每日英語跟讀 Ep.K031: Junk food habit affects sleep quality
French fries and hamburgers are popular with teenagers. Everyone knows that these high-calorie foods can lead to chronic illnesses such as heart disease and high blood pressure, but, according to a report published by Medical Xpress, a study led by the University of Queensland in Australia has found that eating too much junk food can also have an impact on teenagers’ sleep quality.
According to the research results, teenagers who drink more than three soft drinks per day were 55 percent more likely to report sleep disturbance than those who only drink one cup per day. Males who ate fast foods on more than four days per week were 55 percent more likely to report sleep disturbance than those who ate them only once a week, while females were 49 percent more likely to do so.

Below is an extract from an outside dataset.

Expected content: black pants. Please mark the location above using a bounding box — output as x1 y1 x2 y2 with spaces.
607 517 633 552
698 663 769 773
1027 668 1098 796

This global study examined unhealthy diets and stress-related sleep disturbance in high school students from 64 countries. The study found that 7.5 percent of adolescents reported having stress-related sleep disturbance, which was more common among females than males and increased with more frequent consumption of carbonated soft drinks, as did the occurrence of sleep problems. Because carbonated drinks often contain caffeine and large amounts of sugar, while fast foods are high in energy but poor in nutrients, long-term consumption can cause nutritional imbalances.
These data were collected from global health surveys conducted by the WHO between 2009 and 2016, which included about 170,000 students aged 12 to 15 years from 64 low, middle and high-income countries in Southeast Asia, Africa, South America and the eastern Mediterranean.
The research team said that frequent intake of soft drinks and eating of fast foods is closely associated with sleep problems in teenagers, and that this phenomenon is particularly clear in high-income countries. The research team said that these findings are worrying because poor-quality sleep has an adverse impact on adolescent health and cognitive development. They suggested that policies should be formulated that target these unhealthy behaviors.